Global Consciousness Project
If FieldREG responds to meaningful activity within small
groups, what about the entire planet? In August of 1998,
the PEAR lab's Roger Nelson and collaborators began building
a network of Random Event Generators to find out. This
ongoing project is known as the Global Consciousness Project,
or GCP.
Since 1998, the network has grown to about 65 host sites
around the world. Each site consists of a Random Event
Generator and computer, running custom software. The software
records a 200-bit trial sum once every second, continuously
over months and years. This data is then sent over the
internet to a server in Princeton, NJ, USA, where it is
archived and analyzed.
This kind of "global FieldREG" experiment has
allowed the GCP to monitor the network for significant
anomalies, which might be correlated to "global events,"
such as earthquakes, big elections, or major organized
meditations. These are occasions of large-scale shared
attention, and often of shared emotions.
A GCP investigation might go several ways. In one, a
particular world event is anticipated (such as the Superbowl),
after which, the cumulative data from the REG network
would be examined during or very near this time. Since
the cumulative REG data is supposed to be random, a statistically
significant deviation from chance results is considered
evidence of a relationship. In other words, what the GCP
would be measuring are changes in the "consciousness
field," but on a global scale.
Alternately, the REG network may be monitored for significant
anomalies, which correlate with unanticipated world events,
such as natural disasters. For example, during the May
27, 2006 earthquake, which killed 3,000 Indonesians, the
cumulative REG data deviated from expectation by z = 2.513
(1). The odds of this happening by chance are about 1
in 167. These results are actually typical for major earthquakes.
Strikingly, the GCP has found that the REGs will start
to show anomalies slightly before global events actually
happen. This happened with for the same Indonesian earthquake,
when the REGs began deviating about an hour before the
actual quake, and continued for 8 more hours. The speculation
is that some aspect of collective consciousness is, at
some level, able to sense significant oncoming events.

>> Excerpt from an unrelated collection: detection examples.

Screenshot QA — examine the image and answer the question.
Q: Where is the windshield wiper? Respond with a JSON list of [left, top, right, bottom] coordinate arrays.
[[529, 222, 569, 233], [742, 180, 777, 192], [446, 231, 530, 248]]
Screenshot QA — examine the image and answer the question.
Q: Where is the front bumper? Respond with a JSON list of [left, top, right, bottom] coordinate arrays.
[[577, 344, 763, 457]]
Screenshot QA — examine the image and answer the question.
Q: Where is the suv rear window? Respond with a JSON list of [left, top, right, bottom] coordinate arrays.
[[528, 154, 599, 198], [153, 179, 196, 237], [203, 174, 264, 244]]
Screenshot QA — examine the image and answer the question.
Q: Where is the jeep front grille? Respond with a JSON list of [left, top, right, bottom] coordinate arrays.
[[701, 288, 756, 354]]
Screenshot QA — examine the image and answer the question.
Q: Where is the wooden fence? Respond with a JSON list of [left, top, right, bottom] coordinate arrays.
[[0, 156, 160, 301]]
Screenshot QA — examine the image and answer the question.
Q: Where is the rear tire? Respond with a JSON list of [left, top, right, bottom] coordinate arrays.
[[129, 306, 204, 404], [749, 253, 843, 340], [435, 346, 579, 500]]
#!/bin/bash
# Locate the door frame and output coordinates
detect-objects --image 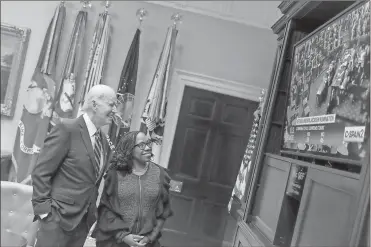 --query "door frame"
[160,69,263,168]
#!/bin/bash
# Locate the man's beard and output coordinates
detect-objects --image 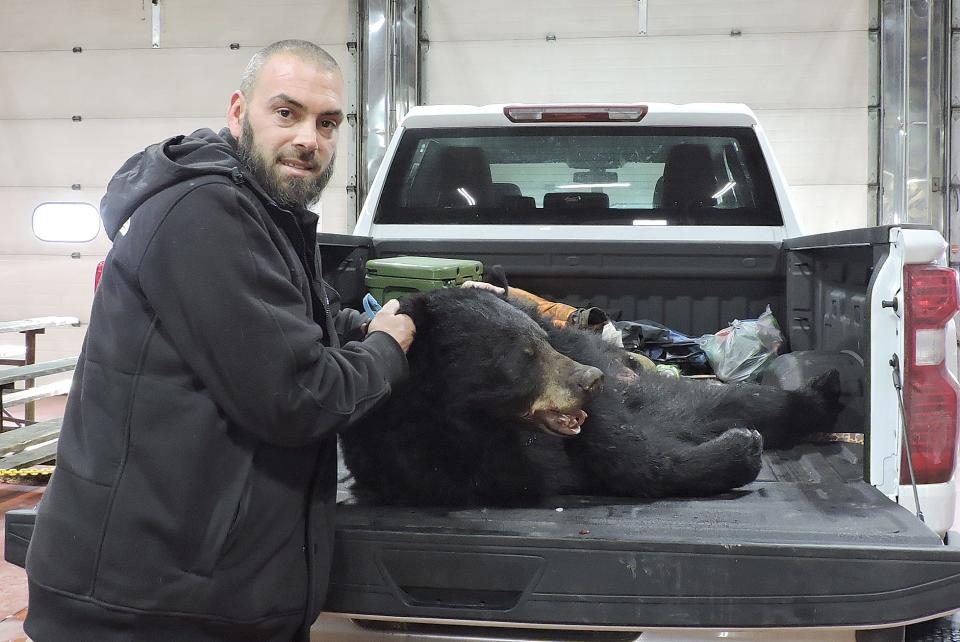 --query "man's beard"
[237,117,337,209]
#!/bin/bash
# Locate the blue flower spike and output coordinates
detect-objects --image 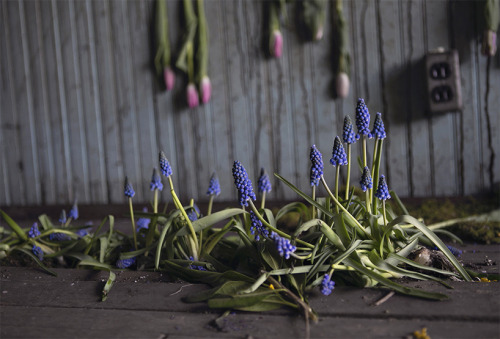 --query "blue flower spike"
[342,116,356,145]
[356,98,372,139]
[159,151,172,178]
[269,232,297,259]
[371,113,387,140]
[207,173,221,196]
[28,222,42,238]
[321,274,335,295]
[68,201,79,220]
[257,168,272,194]
[250,211,269,241]
[309,145,323,186]
[232,160,257,207]
[330,136,347,166]
[375,175,391,201]
[123,177,135,198]
[149,168,163,191]
[31,245,43,261]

While it is unclear whether this collective consciousness
anticipates future events based on current events, or
whether it receives information about them by retro-causality
(mentioned before), the phenomena certainly seems promising
for mitigating damage and loss of life.
Roger Nelson and his collaborators believe that the GCP
is telling us something very important: that we are more
connected to each other than we realize, and that there
is real power in human focus and cooperation. Transcendental
Meditators believe this, too. They point to evidence from
their own studies that suggest city crime rates drop significantly,
when collective TM meditations are practiced there (2).
Keeping these two things in mind, perhaps we can learn
something about what it will take to achieve a more peaceful
existence in our communities and in the world.